There is an insurance pool of 1000 people. All are covered via community rating. The distribution of expected health care costs per person is shown in the table below.

Number of people Expected health care claims

100 $0

100 $100

100 $200

100 $300

100 $400

100 $500

100 $600

100 $700

100 $800

100 $900

A. Year 1. Customers only buy insurance if their expected health care claims are higher than the premium. In the first year, 600 people purchase insurance. What is the highest premium the insurance company could charge to get 600 people to buy insurance? Explain.

B. Year 2. Expected health care claims are accurate. The insurer wants to cover costs, so they set their year 2 premium equal to the average claim for people who were covered in the prior year. What is the new premium? Explain.

C. How many people buy insurance at the new Year 2 premium? Explain.

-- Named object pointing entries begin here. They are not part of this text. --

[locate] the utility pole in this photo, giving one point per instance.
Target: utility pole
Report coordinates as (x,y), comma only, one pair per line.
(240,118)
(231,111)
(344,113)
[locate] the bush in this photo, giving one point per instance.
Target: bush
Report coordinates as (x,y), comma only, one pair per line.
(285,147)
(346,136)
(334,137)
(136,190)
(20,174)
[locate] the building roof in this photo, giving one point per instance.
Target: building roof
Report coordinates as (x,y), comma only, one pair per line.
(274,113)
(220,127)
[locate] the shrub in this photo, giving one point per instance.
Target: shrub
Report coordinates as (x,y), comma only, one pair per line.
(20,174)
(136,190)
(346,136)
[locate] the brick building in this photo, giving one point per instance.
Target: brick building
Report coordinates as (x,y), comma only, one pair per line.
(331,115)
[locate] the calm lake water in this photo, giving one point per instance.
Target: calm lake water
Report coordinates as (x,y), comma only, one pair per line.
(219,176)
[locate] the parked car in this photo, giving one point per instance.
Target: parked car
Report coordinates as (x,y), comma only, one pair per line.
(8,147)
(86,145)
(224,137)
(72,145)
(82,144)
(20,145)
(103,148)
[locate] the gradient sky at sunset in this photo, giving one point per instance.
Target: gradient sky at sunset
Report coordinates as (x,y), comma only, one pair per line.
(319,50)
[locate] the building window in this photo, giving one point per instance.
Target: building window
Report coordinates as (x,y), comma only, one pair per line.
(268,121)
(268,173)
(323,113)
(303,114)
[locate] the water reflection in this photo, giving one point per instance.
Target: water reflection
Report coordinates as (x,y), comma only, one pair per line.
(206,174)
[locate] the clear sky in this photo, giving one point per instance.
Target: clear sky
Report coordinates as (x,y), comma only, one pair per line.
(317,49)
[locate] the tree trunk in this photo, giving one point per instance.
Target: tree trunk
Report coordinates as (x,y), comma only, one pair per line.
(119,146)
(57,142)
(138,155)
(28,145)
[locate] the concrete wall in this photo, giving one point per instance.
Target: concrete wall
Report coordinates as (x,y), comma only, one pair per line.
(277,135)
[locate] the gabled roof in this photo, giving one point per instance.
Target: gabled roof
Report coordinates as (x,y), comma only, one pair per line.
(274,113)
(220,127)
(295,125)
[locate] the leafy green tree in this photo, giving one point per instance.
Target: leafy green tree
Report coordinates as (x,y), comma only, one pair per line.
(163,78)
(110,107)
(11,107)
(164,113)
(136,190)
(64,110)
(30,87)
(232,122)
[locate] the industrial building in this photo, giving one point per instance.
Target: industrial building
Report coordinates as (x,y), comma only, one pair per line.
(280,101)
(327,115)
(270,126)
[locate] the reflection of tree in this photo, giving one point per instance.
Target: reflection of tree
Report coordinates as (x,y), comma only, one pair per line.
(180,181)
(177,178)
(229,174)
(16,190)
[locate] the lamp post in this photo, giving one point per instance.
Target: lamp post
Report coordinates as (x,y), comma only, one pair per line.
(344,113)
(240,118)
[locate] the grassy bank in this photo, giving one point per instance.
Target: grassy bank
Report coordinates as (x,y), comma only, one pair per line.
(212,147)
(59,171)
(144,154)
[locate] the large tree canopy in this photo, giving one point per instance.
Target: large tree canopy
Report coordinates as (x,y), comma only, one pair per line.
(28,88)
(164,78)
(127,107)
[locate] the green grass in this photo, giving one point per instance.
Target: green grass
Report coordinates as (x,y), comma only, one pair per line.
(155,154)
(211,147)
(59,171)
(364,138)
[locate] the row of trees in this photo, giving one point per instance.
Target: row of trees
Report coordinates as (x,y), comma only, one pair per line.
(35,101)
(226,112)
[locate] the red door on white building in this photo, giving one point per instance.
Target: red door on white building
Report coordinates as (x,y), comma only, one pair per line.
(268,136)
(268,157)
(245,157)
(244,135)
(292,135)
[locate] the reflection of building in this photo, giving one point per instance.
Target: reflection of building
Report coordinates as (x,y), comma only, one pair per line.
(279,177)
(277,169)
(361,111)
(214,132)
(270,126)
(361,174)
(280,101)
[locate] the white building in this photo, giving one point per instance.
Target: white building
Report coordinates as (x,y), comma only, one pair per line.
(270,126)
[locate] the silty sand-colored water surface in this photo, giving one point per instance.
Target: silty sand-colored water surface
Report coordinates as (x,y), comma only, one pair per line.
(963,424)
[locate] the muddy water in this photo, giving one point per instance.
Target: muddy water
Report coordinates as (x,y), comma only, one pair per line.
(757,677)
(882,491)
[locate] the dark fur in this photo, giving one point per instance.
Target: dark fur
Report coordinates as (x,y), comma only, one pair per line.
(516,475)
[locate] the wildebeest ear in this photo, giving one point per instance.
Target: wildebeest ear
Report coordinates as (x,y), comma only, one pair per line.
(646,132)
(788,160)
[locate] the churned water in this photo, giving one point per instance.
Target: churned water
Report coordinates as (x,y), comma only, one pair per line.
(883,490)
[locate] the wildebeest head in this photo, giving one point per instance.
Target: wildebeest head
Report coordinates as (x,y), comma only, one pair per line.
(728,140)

D. Year 3. Based on premium setting rules above, what is the Year 3 premium?

E. How many people buy insurance at the new Year 3 premium? Explain.

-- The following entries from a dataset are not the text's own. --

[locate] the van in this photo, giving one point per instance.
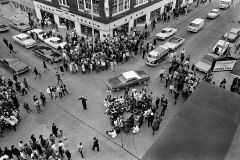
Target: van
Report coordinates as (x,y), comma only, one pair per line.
(224,4)
(157,55)
(196,25)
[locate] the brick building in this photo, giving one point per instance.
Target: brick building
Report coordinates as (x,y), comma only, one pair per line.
(109,16)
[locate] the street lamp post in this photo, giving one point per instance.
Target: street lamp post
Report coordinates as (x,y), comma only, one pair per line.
(92,23)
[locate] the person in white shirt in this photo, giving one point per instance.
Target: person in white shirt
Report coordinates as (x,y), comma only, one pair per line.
(112,133)
(135,129)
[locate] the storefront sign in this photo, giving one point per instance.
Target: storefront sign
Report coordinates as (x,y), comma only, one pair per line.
(224,65)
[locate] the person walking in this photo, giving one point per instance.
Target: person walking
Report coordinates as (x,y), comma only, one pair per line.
(43,98)
(58,77)
(26,106)
(80,149)
(45,66)
(37,103)
(165,103)
(95,144)
(10,46)
(37,74)
(5,41)
(176,95)
(68,154)
(84,102)
(55,129)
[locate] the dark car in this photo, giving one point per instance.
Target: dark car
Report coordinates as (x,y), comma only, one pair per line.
(48,53)
(127,79)
(3,27)
(15,65)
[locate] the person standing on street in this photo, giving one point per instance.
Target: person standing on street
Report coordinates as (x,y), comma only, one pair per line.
(80,149)
(43,98)
(95,144)
(45,66)
(165,103)
(58,77)
(84,102)
(37,74)
(5,41)
(10,46)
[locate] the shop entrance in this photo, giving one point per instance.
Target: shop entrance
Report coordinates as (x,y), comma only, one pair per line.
(121,30)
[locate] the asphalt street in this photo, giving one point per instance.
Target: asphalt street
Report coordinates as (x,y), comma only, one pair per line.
(82,125)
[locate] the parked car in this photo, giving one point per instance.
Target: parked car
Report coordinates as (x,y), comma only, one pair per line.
(127,79)
(223,47)
(233,35)
(157,55)
(55,42)
(48,53)
(213,14)
(174,43)
(165,33)
(205,64)
(15,65)
(24,40)
(3,27)
(20,26)
(39,32)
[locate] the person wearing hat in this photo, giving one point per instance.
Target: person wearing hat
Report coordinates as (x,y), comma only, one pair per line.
(15,151)
(84,102)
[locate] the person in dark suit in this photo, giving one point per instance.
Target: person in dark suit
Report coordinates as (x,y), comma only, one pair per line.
(84,102)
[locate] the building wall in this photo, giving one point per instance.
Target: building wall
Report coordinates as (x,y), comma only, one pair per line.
(81,18)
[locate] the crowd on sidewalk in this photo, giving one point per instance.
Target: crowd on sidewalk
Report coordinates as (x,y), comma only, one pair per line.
(51,148)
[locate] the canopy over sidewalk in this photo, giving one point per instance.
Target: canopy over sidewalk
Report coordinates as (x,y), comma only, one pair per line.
(202,129)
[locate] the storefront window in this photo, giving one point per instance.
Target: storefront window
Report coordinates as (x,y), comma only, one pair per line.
(88,31)
(140,21)
(155,14)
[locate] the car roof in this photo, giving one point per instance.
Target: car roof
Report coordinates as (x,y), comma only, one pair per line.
(53,38)
(215,10)
(130,74)
(36,30)
(22,35)
(9,60)
(235,30)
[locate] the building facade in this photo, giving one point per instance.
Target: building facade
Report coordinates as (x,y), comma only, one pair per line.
(109,16)
(23,6)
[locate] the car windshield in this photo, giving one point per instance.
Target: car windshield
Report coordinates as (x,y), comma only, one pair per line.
(122,79)
(152,56)
(174,40)
(58,41)
(25,38)
(21,24)
(14,63)
(193,25)
(40,33)
(214,11)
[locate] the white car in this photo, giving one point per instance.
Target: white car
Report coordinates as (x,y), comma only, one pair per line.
(55,42)
(223,47)
(174,43)
(213,14)
(165,33)
(25,40)
(39,32)
(205,64)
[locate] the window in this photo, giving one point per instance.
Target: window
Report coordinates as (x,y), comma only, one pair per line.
(63,2)
(120,5)
(139,2)
(86,5)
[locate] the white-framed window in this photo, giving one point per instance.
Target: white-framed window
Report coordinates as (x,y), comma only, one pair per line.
(140,2)
(63,2)
(120,6)
(86,5)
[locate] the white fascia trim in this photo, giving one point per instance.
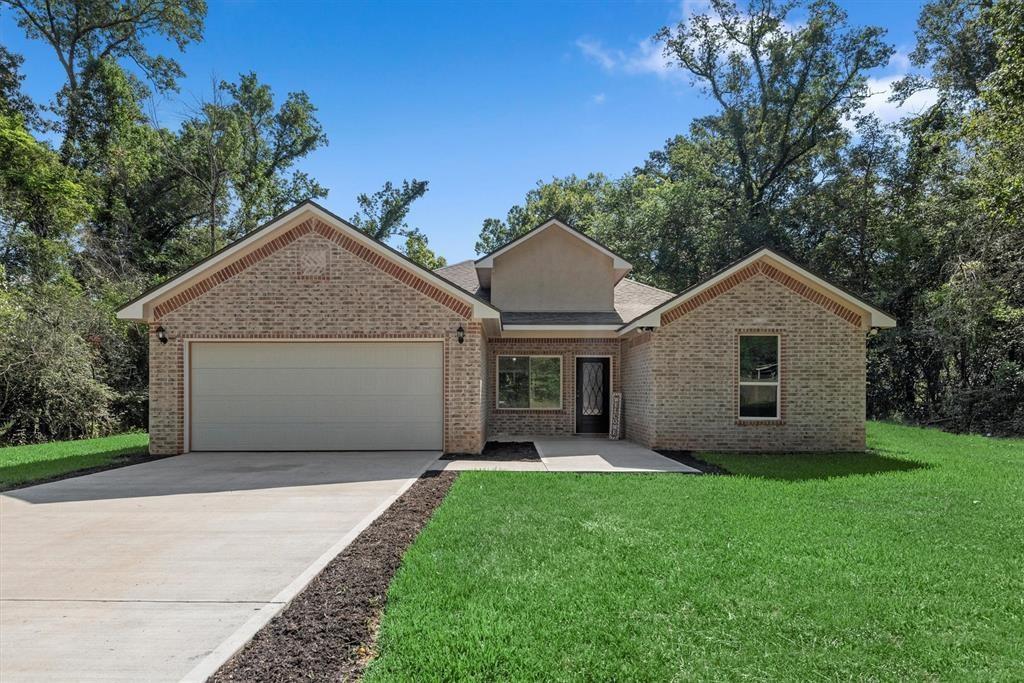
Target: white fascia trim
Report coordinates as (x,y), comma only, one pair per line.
(652,318)
(133,311)
(559,328)
(617,262)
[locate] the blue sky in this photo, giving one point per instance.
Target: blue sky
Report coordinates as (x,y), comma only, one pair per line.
(481,99)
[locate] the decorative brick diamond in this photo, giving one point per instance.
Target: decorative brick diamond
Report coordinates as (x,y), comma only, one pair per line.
(314,261)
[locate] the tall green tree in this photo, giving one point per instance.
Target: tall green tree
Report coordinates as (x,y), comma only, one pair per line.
(572,201)
(782,88)
(272,140)
(383,216)
(82,33)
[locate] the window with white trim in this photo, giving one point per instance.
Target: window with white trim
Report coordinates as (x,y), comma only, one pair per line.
(529,382)
(759,355)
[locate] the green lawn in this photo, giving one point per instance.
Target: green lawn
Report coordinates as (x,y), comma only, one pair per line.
(904,563)
(24,464)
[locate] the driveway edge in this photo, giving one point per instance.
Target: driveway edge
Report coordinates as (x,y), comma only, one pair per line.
(235,642)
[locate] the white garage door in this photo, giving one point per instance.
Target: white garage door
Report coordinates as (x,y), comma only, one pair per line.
(315,396)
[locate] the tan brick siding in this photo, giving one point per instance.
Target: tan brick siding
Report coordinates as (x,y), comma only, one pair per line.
(357,300)
(822,376)
(545,423)
(639,397)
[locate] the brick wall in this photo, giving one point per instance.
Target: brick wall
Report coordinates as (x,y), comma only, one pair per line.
(546,423)
(639,399)
(355,297)
(822,373)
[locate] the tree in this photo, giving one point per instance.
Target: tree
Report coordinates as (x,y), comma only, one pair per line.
(84,32)
(41,204)
(207,152)
(382,216)
(955,46)
(782,89)
(12,100)
(271,141)
(572,201)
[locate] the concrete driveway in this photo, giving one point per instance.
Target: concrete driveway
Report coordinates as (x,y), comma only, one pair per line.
(156,571)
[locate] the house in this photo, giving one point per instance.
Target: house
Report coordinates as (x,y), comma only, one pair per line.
(308,335)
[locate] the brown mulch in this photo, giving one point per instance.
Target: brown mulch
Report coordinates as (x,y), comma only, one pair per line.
(328,631)
(501,452)
(120,461)
(686,458)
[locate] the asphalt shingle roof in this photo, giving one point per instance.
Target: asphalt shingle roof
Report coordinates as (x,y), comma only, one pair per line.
(632,299)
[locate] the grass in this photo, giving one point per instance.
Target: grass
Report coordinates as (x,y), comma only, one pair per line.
(902,563)
(20,465)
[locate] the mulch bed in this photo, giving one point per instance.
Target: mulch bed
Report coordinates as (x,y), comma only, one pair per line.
(686,458)
(120,461)
(501,452)
(328,631)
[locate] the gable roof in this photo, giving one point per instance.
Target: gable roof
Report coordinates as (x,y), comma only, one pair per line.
(133,310)
(630,299)
(652,317)
(617,262)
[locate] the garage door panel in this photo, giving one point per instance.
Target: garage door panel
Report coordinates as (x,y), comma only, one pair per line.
(315,354)
(315,395)
(310,382)
(313,409)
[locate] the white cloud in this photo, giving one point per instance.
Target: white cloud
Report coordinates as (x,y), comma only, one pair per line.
(596,52)
(888,112)
(646,57)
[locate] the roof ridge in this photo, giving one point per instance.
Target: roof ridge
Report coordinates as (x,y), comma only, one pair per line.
(452,265)
(650,287)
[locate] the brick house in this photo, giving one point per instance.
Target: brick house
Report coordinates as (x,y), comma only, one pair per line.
(308,335)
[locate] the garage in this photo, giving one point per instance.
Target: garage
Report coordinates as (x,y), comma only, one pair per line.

F. Year 4. What is the Year 4 premium?

G. How many people by insurance at the new Year 4 premium. Explain

H. Now consider how an insurance mandate, enforced with a tax penalty, might impact the insurance market.

The government imposes a $400 fine for being uninsured. Insurance companies assume this means everyone will get insurance, so for year 1 they set the premium equal to the average expected claim of the entire population. What is the new premium?

I. Remember that there is a $400 penalty for being uninsured; this changes the premium point at which people will not want to buy insurance. If the premium is set to $450 and there is a $400 penalty if people choose not to get insurance, how many people will choose to get insurance?

J. The insurer wants to cover costs, so they set their year 2 premium equal to the average claim for people who were covered in the prior year. What is the new premium?

K. How many people buy insurance at this new premium (remember to account for impact of the penalty)? Remember that people only buy insurance if their expected spending is lower than the premium (indifference between the two means they don't get insurance)? Explain.

L. Thinking about what you know about adverse selection, what are two reasons why insurance companies or consumers might not behave as predicted in the scenarios from this assignment?